La Non-Violence est un état parfait. C'est un but vers lequel tend, bien qu'à son insu, l'humanité tout entière. L'homme ne devient pas divin lorsque, dans sa personne, il incarne l'innocence; c'est alors seulement qu'il devient véritablement homme. Tels que nous sommes actuellement, mi-hommes, mi-bêtes, nous avons la prétention, dans notre arrogante ignorance, de remplir le rôle dévolu à notre espèce, lorsque nous rendons coup pour coup et que nous nous abandonnons à la colère. Nous feignons de croire que la loi du talion est la loi de notre être, alors que dans toute Écriture Sainte nous voyons que la loi du talion n'est nulle part obligatoire, mais seulement tolérée.
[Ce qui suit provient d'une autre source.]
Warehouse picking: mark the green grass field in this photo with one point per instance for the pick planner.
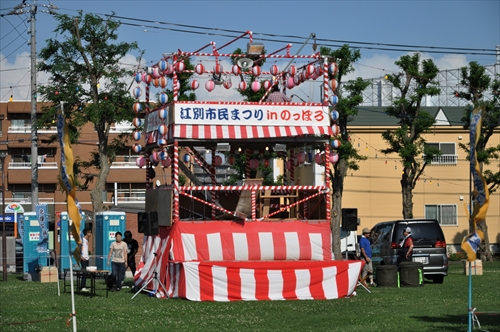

L'empire sur soi est seul obligatoire. La vengeance est une satisfaction qui nécessite des règles compliquées. La maîtrise de soi est la loi de notre être. La plus haute perfection demande la plus haute maîtrise. La souffrance devient ainsi le symbole de l'espèce humaine.
Le but s'éloigne sans cesse de nous. Plus nos progrès sont grands, plus nous prenons conscience de notre indignité. La satisfaction se trouve dans l'effort accompli, non dans le but atteint. Dans l'effort absolu se trouve la victoire absolue.
Aussi, et tout en me rendant compte plus que jamais de la distance du but, pour moi la loi d'Amour est la loi de mon être[59]. Chaque fois que j'échouerai, et justement à cause de cet échec, mon effort n'en sera que plus résolu.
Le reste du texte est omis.